We must avoid deluding ourselves. It is not about knowing everything about Christian denial, its beauty and necessity; it is about passing to the act, to practice it. A great ancient spiritual teacher said: “It is possible to break ten times one’s will in a very brief time; and I will tell you how. One is strolling and sees something; his thought tells him: “Look there,” but he answers his thought: “no, I will not look,” and thus he breaks his own will. Then he meets others who are talking evil about someone and his thought tells him: “You, too, say what you know,” and he breaks his will by being silent,” [xi]
This ancient Father gives, as we see, all examples drawn from the monastic life. But they can be easily updated and adapted to the life of each one, clergy and laity. You encounter, if not a leper as Francis, a poor man that you know will ask you for something; your old man pushed you to go to the opposite side of the street, but, instead, you do violence to yourself and go to meet him, perhaps giving him only a greeting or a smile, if you cannot do more. You are given the occasion for an illicit profit: you say no and you have denied yourself. You are contradicted in an idea; wounded in your pride, you want to fight back energetically, be silent and wait: you will have broken your I. You think you have received a wrong, a mistreatment or an office inadequate to your merits: you would like to have everyone note it, closing yourself in a tacit reproof. You say no, you break the silence, smile and reopen the dialogue. You have denied yourself and saved charity. And so on.
A sign that one is at a good point of the struggle against one’s I is the capacity or at least the effort to rejoice for the good done or the promotion received by another, as if it were for oneself.
“Blessed is that servant,” writes Francis in one of his Admonitions, “who does not become proud over the good that the Lord says and works through him more than for the good that He says and does through another.”
A difficult aim (I certainly do not speak about it as one who has arrived there) but Francis’ life has showed us what can be born from the denial of oneself made in response to grace. The final aim is to be able to say with Paul and with him: “It is no longer I who live, Christ lives in me.” And it will mean full joy and peace, already on this earth.
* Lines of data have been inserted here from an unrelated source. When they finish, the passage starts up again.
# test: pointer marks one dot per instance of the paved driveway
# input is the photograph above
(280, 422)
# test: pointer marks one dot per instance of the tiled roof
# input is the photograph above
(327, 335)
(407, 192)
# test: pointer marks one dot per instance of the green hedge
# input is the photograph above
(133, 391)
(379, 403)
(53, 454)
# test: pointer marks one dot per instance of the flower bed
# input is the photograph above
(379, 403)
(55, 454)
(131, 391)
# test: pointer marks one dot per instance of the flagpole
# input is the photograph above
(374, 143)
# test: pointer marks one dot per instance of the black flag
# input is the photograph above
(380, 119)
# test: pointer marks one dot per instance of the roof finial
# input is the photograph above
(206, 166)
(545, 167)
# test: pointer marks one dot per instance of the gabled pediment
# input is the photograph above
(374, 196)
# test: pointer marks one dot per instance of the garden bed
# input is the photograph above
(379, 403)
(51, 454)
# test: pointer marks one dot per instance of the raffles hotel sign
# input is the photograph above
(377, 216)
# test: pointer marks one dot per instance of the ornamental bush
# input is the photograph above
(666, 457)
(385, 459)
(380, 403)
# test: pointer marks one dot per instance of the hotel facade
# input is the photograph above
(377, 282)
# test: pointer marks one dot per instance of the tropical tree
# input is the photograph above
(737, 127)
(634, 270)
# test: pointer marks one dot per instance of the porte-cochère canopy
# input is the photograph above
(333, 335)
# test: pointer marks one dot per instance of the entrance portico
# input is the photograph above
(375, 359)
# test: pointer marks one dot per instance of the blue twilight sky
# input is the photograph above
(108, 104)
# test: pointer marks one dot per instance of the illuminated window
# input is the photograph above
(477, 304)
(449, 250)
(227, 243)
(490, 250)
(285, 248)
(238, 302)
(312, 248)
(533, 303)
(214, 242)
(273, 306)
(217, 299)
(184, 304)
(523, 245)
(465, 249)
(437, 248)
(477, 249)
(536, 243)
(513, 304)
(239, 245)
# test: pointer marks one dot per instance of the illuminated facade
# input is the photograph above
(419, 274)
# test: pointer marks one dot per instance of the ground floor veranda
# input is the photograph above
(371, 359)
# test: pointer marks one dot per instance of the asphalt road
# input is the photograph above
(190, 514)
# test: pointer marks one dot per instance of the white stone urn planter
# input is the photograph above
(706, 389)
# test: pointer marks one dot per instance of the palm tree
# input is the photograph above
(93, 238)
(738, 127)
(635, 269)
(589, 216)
With his “perfect happiness” Francis is a living witness to “the joy of the Gospel”, the Evangelii gaudium.
[Translation by ZENIT]
i Y. Congar, True and False Reform of the Church, Milan, Jaka Books, 1972, p. 194.
ii Celano, Vita Prima, VOO, 17 (FF 348).
iii Cf. Celano, Vita Seconda, V, 9 (FF592).
iv Cf. Celano, Vita Prima, III, 7 (FF, 331).
v Bihhmeyer – Tuckle, II, p. 239.
vi Legend of the Three Companions, VIII (FF 1431, f.).
vii FF, 358; 1436 f.; 1508.
viii Legenda perugina 114 (FF 1673).
ix Sealed Rule, chapter II.
x On the conditions of a true reform see Congar, op, cit., pp. 177 ff.
xi Dorotheus of Gaza, Spiritual Works, I, 20 (SCH 92, p. 177).